Appian is seeking a Cloud Compliance Analyst to join our internal Security Team. The Cloud Compliance Analyst will be responsible for assessing security and compliance requirements, industry best practices, and customer commitments. The Cloud Compliance Analyst must have experience interacting with process owners, testing and documenting large control sets, handling inquiries from external auditors, and assessing security/compliance risk. The role will be heavily focused on evaluating technology controls internally against public sector frameworks (e.g., FedRAMP, DISA IL, FISMA, NIST) and is regularly updated to address upcoming industry risks.
What you will do:
- Support the implementation of the strategic vision for Technical Compliance that is aligned with company vision.
- Evaluate new and evolving regulations programs.
- Assess potential regulatory changes for impact on Security compliance objectives.
- Translate regulatory requirements to internal business partners and drive alignment on compliance requirements.
- Develop engineering guidelines based on regulatory requirements.
- Work collaboratively with a team as a compliance specialist in at least one area of expertise.
- Assist in defining regulatory controls sufficiently to address the required objectives of the regulatory body in a manner consumable by engineering teams.
- Proactively identify gaps or conflicts in existing processes and drive remediation of control deficiencies identified during the audit process.
- Assist with the education and training of process/control owners so they better understand the technology controls framework and their responsibilities.
- Support the implementation of the strategic vision for Technical Compliance that aligns with the company's direction.
- Build strong relationships with business partners (Information Security/Security GRC, Internal IT, Legal, Engineering, and Products team) and facilitate continuous improvement aligned with operational processes.
- Effectively communicate program execution status, key accomplishments, and risks to management both within the compliance center and to our business partners.
- Drive continuous improvement by interfacing with internal business partners and leveraging prior IT audit experience to add value.
- Strong knowledge of Public Cloud Service Providers (AWS, Google, Azure), specifically the types of services offered and industry standard internal controls and best practices for configuring and managing these services (AWS preferred).
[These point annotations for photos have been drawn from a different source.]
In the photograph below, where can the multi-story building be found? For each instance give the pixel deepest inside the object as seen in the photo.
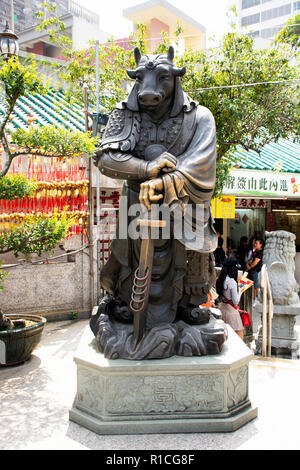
(24, 12)
(265, 18)
(81, 25)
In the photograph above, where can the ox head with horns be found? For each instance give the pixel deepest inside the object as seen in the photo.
(157, 80)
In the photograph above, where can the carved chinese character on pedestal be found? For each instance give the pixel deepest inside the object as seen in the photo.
(163, 144)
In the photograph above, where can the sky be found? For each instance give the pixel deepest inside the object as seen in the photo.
(210, 13)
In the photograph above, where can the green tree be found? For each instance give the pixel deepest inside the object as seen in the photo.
(290, 33)
(253, 94)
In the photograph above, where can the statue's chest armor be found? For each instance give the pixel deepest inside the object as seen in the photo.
(156, 138)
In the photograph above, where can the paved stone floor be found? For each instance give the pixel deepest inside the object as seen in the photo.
(36, 397)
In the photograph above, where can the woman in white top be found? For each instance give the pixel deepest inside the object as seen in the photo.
(227, 288)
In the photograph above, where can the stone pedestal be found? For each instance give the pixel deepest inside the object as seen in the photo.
(174, 395)
(285, 340)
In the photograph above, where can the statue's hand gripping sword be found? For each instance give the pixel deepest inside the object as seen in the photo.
(142, 280)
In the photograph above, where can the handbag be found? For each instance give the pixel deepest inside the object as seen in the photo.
(245, 316)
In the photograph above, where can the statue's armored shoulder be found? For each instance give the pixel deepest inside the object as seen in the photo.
(122, 130)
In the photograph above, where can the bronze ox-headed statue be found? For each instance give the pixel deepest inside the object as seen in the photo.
(163, 145)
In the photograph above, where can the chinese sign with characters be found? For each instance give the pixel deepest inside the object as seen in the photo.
(262, 183)
(251, 203)
(223, 207)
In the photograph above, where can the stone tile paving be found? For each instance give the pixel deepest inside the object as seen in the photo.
(36, 398)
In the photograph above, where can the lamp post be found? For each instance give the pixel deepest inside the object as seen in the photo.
(9, 46)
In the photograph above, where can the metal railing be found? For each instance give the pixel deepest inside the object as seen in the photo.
(267, 312)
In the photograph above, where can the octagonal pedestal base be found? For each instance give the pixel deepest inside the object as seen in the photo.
(174, 395)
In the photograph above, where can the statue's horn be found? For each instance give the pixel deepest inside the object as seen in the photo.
(170, 53)
(137, 55)
(131, 73)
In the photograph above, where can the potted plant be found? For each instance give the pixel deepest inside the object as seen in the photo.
(20, 334)
(34, 234)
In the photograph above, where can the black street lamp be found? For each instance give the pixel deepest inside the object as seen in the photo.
(9, 46)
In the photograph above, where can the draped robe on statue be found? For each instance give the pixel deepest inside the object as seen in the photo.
(181, 273)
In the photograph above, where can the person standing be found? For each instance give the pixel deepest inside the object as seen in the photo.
(229, 295)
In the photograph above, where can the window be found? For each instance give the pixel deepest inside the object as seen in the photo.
(250, 3)
(253, 34)
(275, 12)
(250, 19)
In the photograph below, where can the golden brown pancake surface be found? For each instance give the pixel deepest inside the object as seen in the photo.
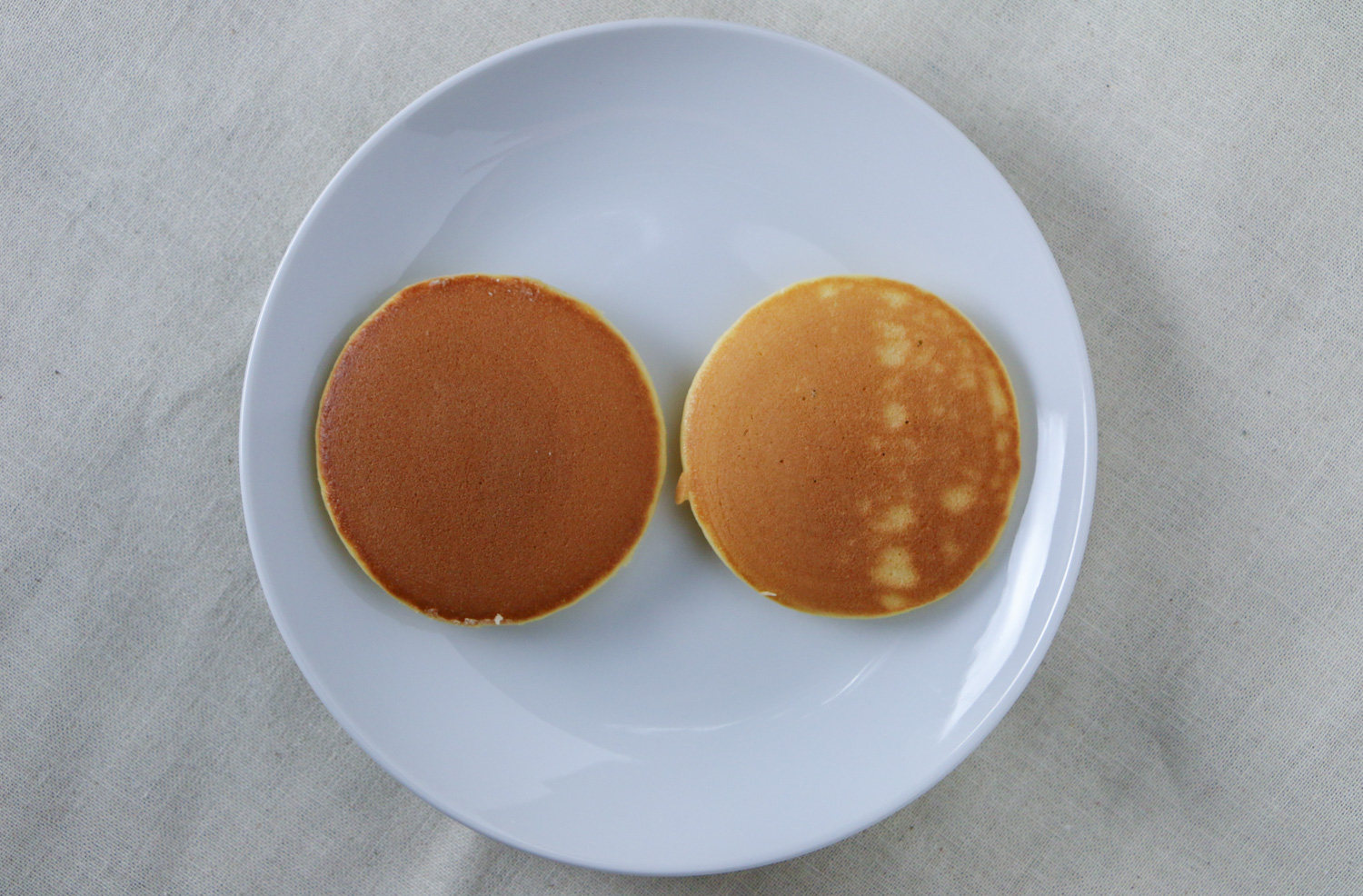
(851, 448)
(488, 448)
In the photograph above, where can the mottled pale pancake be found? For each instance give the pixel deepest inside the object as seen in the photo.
(488, 448)
(851, 448)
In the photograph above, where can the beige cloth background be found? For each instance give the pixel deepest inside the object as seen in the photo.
(1197, 172)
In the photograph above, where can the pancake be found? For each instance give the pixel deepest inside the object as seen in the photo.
(488, 448)
(851, 448)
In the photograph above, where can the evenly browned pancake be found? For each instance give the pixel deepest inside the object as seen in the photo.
(851, 448)
(488, 448)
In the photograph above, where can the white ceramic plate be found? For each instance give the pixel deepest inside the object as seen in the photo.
(671, 174)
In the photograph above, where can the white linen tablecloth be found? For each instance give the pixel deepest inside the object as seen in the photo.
(1197, 724)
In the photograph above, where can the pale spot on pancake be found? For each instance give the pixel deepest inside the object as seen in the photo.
(894, 569)
(893, 353)
(896, 519)
(998, 403)
(896, 346)
(896, 414)
(894, 602)
(959, 500)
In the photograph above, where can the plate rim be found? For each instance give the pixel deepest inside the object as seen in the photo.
(950, 760)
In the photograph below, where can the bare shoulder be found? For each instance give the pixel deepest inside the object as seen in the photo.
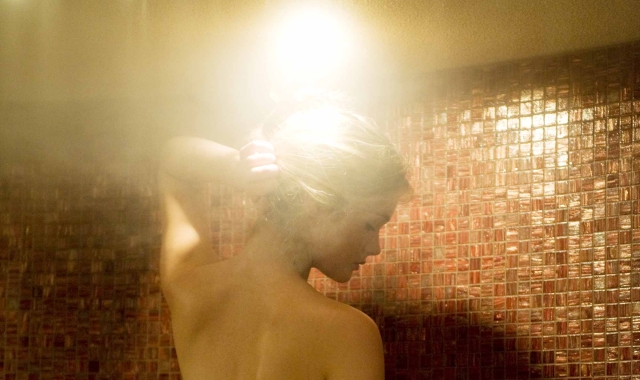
(353, 345)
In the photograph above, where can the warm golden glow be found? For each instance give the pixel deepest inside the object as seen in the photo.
(308, 44)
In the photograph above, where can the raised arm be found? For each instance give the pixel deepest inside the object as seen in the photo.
(188, 165)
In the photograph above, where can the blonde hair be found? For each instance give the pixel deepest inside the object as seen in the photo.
(331, 155)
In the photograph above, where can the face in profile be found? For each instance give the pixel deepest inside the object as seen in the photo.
(342, 241)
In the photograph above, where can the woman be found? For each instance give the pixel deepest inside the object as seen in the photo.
(327, 180)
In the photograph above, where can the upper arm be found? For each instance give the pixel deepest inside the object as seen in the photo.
(357, 352)
(186, 239)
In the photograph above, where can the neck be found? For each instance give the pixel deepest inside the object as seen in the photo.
(271, 252)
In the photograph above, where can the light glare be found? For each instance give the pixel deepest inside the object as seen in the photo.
(309, 45)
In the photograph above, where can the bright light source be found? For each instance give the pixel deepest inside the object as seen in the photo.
(308, 44)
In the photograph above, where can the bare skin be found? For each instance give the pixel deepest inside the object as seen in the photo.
(255, 316)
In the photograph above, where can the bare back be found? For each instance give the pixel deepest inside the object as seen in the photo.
(237, 319)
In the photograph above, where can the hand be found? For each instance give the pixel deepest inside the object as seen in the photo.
(257, 170)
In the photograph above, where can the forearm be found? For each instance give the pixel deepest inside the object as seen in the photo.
(198, 160)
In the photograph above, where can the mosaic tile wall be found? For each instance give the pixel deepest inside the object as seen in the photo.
(79, 285)
(518, 258)
(520, 255)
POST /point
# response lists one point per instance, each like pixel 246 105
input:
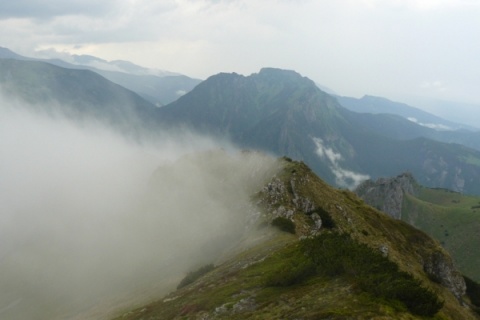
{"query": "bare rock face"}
pixel 440 268
pixel 386 194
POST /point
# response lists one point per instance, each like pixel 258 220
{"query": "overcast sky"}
pixel 391 48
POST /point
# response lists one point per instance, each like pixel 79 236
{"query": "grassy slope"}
pixel 236 288
pixel 452 219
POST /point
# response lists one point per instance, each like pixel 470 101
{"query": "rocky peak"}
pixel 386 194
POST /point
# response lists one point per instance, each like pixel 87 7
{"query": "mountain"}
pixel 157 86
pixel 337 259
pixel 77 94
pixel 400 121
pixel 281 112
pixel 378 105
pixel 450 217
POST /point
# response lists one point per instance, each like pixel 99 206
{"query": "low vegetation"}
pixel 335 255
pixel 194 275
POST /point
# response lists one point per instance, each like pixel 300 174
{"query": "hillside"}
pixel 283 113
pixel 400 121
pixel 279 275
pixel 157 87
pixel 450 217
pixel 76 94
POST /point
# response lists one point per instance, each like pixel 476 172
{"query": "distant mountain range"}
pixel 359 261
pixel 274 275
pixel 157 86
pixel 379 105
pixel 275 110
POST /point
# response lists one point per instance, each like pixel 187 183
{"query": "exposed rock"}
pixel 386 194
pixel 440 268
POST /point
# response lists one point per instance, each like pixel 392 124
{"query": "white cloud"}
pixel 344 178
pixel 86 223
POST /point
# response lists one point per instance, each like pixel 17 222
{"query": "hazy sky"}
pixel 391 48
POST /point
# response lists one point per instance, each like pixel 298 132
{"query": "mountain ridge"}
pixel 450 217
pixel 284 113
pixel 264 279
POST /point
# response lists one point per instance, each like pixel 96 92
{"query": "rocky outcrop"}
pixel 386 194
pixel 440 268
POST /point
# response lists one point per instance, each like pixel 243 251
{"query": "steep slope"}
pixel 275 275
pixel 400 121
pixel 284 113
pixel 450 217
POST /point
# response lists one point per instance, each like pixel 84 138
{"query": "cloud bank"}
pixel 343 177
pixel 89 220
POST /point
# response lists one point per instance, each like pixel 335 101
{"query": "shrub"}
pixel 293 270
pixel 194 275
pixel 339 255
pixel 284 224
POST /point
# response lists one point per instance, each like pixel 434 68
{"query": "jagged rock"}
pixel 440 268
pixel 386 194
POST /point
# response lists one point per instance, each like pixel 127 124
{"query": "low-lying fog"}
pixel 90 220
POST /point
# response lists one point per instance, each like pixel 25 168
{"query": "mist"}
pixel 91 221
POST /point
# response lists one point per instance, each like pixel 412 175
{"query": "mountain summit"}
pixel 283 113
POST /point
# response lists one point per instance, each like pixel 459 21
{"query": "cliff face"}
pixel 386 194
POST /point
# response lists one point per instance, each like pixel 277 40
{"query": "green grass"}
pixel 452 219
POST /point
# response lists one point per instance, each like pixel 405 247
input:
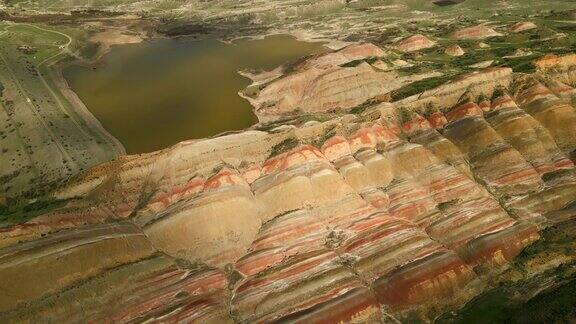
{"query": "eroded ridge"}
pixel 404 209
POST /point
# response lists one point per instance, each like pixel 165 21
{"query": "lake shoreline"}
pixel 76 99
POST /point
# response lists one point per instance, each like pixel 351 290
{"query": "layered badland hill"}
pixel 397 210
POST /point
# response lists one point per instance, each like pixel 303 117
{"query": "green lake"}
pixel 154 94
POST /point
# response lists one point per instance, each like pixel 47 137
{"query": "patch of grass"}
pixel 419 86
pixel 20 213
pixel 284 146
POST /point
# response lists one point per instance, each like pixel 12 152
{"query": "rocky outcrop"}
pixel 522 26
pixel 476 32
pixel 332 82
pixel 414 43
pixel 407 209
pixel 454 50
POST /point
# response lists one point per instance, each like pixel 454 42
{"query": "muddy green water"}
pixel 157 93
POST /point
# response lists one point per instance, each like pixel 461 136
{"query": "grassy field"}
pixel 44 139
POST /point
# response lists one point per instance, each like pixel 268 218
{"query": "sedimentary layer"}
pixel 407 208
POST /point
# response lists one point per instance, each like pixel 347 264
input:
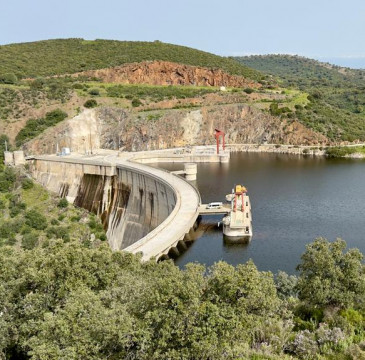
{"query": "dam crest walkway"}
pixel 178 223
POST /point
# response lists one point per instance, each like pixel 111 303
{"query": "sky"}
pixel 321 29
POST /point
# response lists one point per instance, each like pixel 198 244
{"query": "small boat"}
pixel 237 225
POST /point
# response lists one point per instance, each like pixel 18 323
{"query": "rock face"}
pixel 168 73
pixel 113 128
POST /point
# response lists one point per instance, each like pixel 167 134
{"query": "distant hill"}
pixel 337 94
pixel 55 57
pixel 298 70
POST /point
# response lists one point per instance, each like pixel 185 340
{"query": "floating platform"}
pixel 237 225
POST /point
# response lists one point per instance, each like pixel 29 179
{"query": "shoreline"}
pixel 291 149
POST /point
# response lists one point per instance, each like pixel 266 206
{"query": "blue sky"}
pixel 328 29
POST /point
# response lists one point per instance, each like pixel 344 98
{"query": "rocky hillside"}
pixel 168 73
pixel 111 128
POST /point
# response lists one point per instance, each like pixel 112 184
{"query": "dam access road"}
pixel 146 210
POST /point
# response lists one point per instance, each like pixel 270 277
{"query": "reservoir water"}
pixel 294 200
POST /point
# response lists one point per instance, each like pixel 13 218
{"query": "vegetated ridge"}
pixel 67 56
pixel 337 107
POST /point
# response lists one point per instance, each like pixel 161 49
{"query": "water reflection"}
pixel 294 200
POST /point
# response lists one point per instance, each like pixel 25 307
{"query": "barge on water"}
pixel 237 225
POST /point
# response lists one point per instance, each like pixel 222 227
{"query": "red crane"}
pixel 218 134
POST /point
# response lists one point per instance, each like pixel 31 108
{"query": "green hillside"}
pixel 54 57
pixel 337 96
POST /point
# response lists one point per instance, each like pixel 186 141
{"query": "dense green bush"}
pixel 136 102
pixel 248 90
pixel 27 183
pixel 91 103
pixel 336 97
pixel 34 59
pixel 95 92
pixel 34 127
pixel 7 179
pixel 35 220
pixel 9 78
pixel 63 203
pixel 67 298
pixel 29 241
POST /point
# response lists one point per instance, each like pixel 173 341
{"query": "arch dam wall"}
pixel 132 201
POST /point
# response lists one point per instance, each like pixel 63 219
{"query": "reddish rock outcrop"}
pixel 168 73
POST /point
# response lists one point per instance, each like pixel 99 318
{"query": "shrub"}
pixel 34 127
pixel 94 92
pixel 102 237
pixel 55 222
pixel 63 203
pixel 136 102
pixel 27 184
pixel 29 241
pixel 91 103
pixel 35 220
pixel 248 90
pixel 9 78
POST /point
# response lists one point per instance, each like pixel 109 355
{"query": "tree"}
pixel 35 220
pixel 9 78
pixel 91 103
pixel 331 277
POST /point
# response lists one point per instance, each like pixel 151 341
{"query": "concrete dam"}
pixel 143 209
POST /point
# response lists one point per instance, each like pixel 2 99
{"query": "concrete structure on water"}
pixel 143 209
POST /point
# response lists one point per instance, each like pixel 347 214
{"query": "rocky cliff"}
pixel 168 73
pixel 114 128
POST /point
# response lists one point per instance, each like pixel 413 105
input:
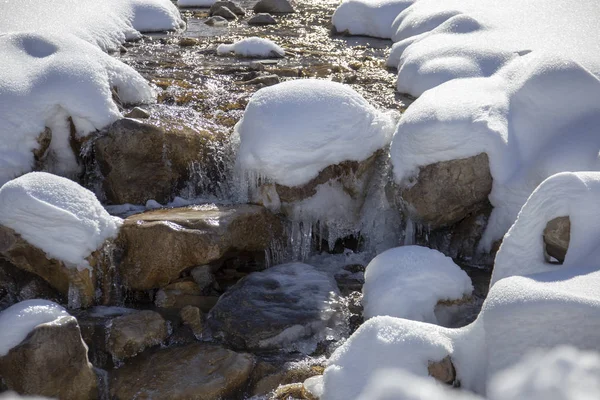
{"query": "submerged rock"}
pixel 159 245
pixel 196 371
pixel 52 361
pixel 281 307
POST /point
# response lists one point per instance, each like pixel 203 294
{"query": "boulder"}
pixel 52 361
pixel 557 236
pixel 444 193
pixel 273 7
pixel 196 371
pixel 132 333
pixel 159 245
pixel 281 307
pixel 143 161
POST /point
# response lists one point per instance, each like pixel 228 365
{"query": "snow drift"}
pixel 56 215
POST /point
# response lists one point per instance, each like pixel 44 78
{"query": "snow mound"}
pixel 293 130
pixel 407 282
pixel 56 215
pixel 44 80
pixel 563 373
pixel 252 47
pixel 515 117
pixel 575 195
pixel 368 17
pixel 18 320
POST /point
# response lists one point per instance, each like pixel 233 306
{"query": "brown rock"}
pixel 446 192
pixel 143 161
pixel 132 333
pixel 197 371
pixel 52 361
pixel 190 237
pixel 557 236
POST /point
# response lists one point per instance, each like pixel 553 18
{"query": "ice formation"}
pixel 252 47
pixel 293 130
pixel 56 215
pixel 407 282
pixel 18 320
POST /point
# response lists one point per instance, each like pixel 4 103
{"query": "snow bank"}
pixel 293 130
pixel 368 17
pixel 18 320
pixel 252 47
pixel 564 373
pixel 407 282
pixel 575 195
pixel 56 215
pixel 46 78
pixel 515 118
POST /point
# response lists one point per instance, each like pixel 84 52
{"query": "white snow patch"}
pixel 293 130
pixel 408 281
pixel 17 321
pixel 56 215
pixel 368 17
pixel 252 47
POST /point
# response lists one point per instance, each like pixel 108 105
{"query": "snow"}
pixel 575 195
pixel 17 321
pixel 536 117
pixel 368 17
pixel 293 130
pixel 56 215
pixel 408 281
pixel 564 373
pixel 44 80
pixel 252 47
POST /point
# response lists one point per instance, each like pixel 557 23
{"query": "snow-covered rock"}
pixel 368 17
pixel 252 47
pixel 38 204
pixel 408 282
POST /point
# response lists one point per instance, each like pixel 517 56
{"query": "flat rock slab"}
pixel 197 371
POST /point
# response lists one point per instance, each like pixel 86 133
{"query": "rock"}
pixel 224 12
pixel 216 21
pixel 262 19
pixel 446 192
pixel 77 286
pixel 273 7
pixel 132 333
pixel 190 237
pixel 557 236
pixel 442 370
pixel 192 317
pixel 196 371
pixel 291 297
pixel 143 161
pixel 138 112
pixel 52 361
pixel 233 7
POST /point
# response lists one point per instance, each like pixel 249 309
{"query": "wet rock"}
pixel 143 161
pixel 224 12
pixel 189 237
pixel 233 7
pixel 78 286
pixel 138 112
pixel 196 371
pixel 52 361
pixel 273 7
pixel 557 236
pixel 132 333
pixel 262 19
pixel 446 192
pixel 216 21
pixel 276 308
pixel 442 370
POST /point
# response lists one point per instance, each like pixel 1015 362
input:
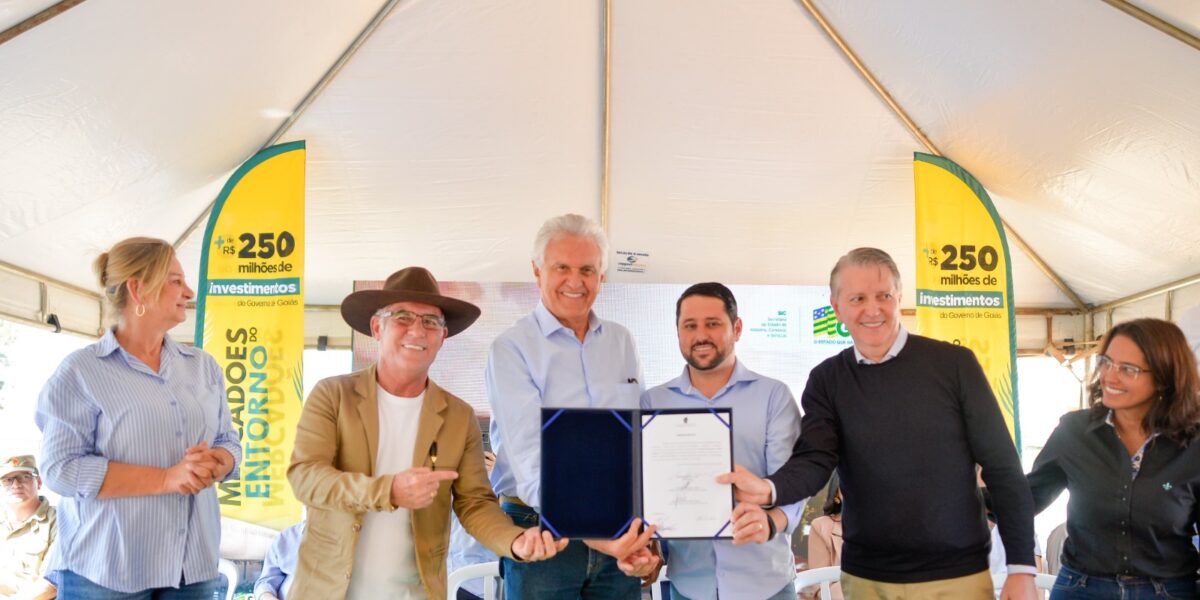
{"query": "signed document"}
pixel 682 455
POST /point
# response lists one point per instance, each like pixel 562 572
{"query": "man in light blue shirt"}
pixel 280 565
pixel 757 563
pixel 561 355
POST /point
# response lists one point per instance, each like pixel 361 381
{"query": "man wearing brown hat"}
pixel 383 454
pixel 28 527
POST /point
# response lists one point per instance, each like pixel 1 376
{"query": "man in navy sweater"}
pixel 905 419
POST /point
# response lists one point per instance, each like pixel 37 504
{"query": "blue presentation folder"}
pixel 592 469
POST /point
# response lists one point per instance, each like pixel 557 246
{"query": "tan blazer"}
pixel 331 472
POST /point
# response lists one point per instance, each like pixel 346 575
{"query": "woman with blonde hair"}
pixel 1132 466
pixel 136 431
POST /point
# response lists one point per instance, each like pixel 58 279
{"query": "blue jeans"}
pixel 1073 585
pixel 575 573
pixel 787 593
pixel 76 587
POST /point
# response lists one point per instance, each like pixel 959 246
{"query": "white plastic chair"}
pixel 226 567
pixel 489 571
pixel 1044 581
pixel 825 576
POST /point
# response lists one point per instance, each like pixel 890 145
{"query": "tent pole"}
pixel 605 179
pixel 929 144
pixel 37 19
pixel 309 99
pixel 1155 22
pixel 41 279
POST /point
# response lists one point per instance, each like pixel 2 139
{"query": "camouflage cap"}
pixel 18 463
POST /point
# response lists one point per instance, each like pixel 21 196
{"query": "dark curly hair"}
pixel 1175 411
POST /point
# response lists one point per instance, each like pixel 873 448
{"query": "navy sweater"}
pixel 905 436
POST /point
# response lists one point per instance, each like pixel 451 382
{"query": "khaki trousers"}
pixel 971 587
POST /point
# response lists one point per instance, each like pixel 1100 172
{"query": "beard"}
pixel 718 358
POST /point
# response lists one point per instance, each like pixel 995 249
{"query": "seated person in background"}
pixel 466 551
pixel 28 528
pixel 825 541
pixel 280 564
pixel 1055 541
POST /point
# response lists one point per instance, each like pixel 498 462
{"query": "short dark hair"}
pixel 864 257
pixel 711 289
pixel 1175 411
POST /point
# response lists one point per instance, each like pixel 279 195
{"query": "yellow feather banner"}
pixel 964 275
pixel 250 317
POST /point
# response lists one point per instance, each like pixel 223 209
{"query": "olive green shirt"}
pixel 24 549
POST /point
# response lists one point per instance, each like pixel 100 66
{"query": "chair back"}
pixel 489 571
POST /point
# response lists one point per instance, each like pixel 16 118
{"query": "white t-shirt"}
pixel 385 559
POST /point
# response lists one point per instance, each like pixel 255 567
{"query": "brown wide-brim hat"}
pixel 24 463
pixel 408 285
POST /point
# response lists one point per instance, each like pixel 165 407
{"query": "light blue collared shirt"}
pixel 766 425
pixel 539 363
pixel 280 565
pixel 105 405
pixel 897 346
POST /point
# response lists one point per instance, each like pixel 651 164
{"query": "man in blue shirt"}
pixel 562 355
pixel 766 424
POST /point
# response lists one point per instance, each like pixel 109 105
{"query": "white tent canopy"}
pixel 726 141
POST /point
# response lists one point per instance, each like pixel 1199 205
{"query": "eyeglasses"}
pixel 1103 363
pixel 408 318
pixel 16 479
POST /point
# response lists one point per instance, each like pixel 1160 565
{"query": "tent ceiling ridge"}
pixel 1155 22
pixel 1150 293
pixel 882 93
pixel 305 102
pixel 49 281
pixel 37 19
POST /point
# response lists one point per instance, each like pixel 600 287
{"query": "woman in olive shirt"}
pixel 1133 469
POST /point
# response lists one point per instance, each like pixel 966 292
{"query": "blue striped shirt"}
pixel 105 405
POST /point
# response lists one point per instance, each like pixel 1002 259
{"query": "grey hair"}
pixel 569 225
pixel 864 257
- Experience on NIST SP 800 Series, FedRAMP and FISMA
- Experience and familiarity with DoD Impact Level (IL) standards
- Previous experience with SaaS/PaaS/IaaS provider who has achieved a Marketplace ATO
- Experienced in writing Technical documentation and knowledge of Cloud and Security concepts
- Experience with writing, editing, and/or managing a wide variety of IT security documentation and familiarity with federal IT standards such as Federal Information Security Management Act (FISMA)
- Experience interviewing subject matter experts and using knowledge to develop, edit, and revise documentation including standard operating procedures, system security plans, and policies and procedures.
- Experience with the production and/or editing of technical drawings using Draw.IO/Visio or similar design tools.
- Experience with technical documentation related to FIPS 199, NIST SP 800-37, NIST SP 800-53 REV 4, FISMA A&A, and continuous monitoring, and POA&M management.
- Understanding of Third-party Assessment Organizations (3PAO)
- US Citizenship required
Appian helps organizations build apps and workflows rapidly, with a low-code automation platform. Combining people, technologies, and data in a single workflow, Appian can help companies maximize their resources and improve business results. Many of the world’s largest organizations use Appian applications to improve customer experience, achieve operational excellence, and simplify global risk management and compliance. Our employees create opportunities to drive hands-on impact both with our customers and throughout the organization, which creates an environment where meaningful work is met with career growth and opportunity. As a result, we are proud to have been recognized as a Washington Post Top Workplace for seven consecutive years. Simply put, we are changing the way businesses operate and our employees are to thank for Appian’s success.
Appian Corporation is an equal opportunity/affirmative action employer. All qualified applicants will receive consideration for employment without regard to sex, gender identity, sexual orientation, race, color, religion, national origin, disability, protected Veteran status, age, or any other characteristic protected by law. Further, Appian will not discriminate against applicants for inquiring about, discussing or disclosing their pay or, in certain circumstances, the pay of their co‐worker, Pay Transparency Nondiscrimination.
If you need a reasonable accommodation for any part of the employment process, please contact us by email at ReasonableAccommodations@appian.com and let us know the nature of your request and your contact information. Requests for accommodation will be considered on a case-by-case basis. Please note that only inquiries concerning a request for reasonable accommodation will be responded to from this email address.